Frederique Callu, Nikon ni soumiseC’est dans l’ambiance feutrée de la place des Vosges à Paris que Chantal Blumann a ouvert en juillet 2009 sa galerie dédiée à l’art contemporain. Elle y expose aussi bien de la peinture, de la photographie, de la sculpture que des comics, avec la volonté "de rendre l’art accessible au plus grand nombre, de faire émerger de nouveaux talents et de proposer des photos numérotées à prix juste". On sent chez cette marchande d’art, en parlant avec elle et en parcourant sa galerie une envie de démocratisation et de désacralisation de l’art qui mettent tout de suite à l’aise.
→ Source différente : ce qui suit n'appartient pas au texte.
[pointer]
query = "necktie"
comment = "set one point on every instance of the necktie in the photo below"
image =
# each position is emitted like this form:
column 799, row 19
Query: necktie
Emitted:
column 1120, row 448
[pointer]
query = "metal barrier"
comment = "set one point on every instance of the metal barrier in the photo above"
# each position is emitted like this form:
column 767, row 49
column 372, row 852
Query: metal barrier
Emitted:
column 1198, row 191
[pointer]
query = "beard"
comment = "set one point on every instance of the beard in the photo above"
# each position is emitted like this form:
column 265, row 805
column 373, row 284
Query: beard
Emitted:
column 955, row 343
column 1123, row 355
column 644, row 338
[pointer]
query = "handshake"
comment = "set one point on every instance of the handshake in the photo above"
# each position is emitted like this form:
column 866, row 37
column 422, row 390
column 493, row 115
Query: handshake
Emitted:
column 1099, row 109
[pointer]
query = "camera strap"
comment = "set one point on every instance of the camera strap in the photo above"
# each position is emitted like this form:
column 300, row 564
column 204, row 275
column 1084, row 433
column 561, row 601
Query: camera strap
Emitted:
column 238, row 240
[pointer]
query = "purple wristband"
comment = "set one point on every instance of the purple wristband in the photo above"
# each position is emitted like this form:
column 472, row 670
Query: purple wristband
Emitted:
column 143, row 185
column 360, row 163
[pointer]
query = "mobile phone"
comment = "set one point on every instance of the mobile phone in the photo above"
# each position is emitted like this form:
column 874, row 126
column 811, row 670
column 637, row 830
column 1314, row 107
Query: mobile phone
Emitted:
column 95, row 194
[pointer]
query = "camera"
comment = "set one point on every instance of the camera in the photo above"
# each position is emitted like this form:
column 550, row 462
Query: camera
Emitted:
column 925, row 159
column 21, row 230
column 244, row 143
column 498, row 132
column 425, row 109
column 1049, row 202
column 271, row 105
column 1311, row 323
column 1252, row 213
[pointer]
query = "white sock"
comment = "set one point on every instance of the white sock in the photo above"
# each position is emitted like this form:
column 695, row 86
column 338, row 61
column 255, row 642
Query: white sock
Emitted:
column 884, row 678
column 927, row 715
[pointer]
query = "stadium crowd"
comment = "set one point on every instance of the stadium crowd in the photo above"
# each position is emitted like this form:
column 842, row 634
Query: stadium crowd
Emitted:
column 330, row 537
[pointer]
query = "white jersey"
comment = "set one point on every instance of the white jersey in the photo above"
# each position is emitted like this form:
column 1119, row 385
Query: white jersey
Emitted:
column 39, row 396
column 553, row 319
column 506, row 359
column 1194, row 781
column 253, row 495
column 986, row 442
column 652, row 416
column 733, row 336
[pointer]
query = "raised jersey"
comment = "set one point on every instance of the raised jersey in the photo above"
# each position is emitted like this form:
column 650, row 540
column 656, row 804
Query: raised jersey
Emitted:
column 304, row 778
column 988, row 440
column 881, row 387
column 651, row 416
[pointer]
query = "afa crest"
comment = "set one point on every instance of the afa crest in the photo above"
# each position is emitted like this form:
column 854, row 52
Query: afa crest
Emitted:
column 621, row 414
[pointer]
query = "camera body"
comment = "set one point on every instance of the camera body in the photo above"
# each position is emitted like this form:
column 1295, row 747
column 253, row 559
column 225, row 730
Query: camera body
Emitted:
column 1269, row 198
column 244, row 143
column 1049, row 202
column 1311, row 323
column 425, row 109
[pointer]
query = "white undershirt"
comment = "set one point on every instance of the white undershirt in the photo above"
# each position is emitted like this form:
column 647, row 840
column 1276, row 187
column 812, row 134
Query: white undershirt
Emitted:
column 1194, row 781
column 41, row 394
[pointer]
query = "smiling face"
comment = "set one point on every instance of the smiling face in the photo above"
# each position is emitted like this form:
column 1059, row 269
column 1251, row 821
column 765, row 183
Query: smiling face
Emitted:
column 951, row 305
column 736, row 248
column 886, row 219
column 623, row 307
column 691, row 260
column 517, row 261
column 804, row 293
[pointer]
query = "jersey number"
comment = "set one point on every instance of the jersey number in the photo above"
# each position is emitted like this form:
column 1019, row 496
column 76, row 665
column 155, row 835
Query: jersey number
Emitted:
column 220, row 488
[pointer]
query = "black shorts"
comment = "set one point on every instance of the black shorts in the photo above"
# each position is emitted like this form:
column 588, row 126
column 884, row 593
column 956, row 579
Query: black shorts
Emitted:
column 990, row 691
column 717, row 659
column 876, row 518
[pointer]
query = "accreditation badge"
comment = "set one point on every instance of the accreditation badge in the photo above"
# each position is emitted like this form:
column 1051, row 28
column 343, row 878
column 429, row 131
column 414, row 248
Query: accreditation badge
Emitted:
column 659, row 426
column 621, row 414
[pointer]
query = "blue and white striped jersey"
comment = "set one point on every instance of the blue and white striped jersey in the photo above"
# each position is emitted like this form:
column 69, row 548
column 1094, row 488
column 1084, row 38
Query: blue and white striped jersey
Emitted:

Parmi les artistes permanents, Yvon Cochery et ses Aztek en résine, Ottmar Hörl et ses Carlin qui présentent l’avantage de ne pas salir ni aboyer, mais aussi plusieurs photographes femmes telles que Frédérique Callu, Vanessa Vercel, Diane Von Schoen et Hélène Desmazières.
On aime particulièrement les photos de voyage de Frédérique Callu, prises sur pellicule blanc et noir argentique puis sobrement colorisées de quelques touches de pigment jaune, ou sa série classieuse et urbaine sur la séduction et la féminité.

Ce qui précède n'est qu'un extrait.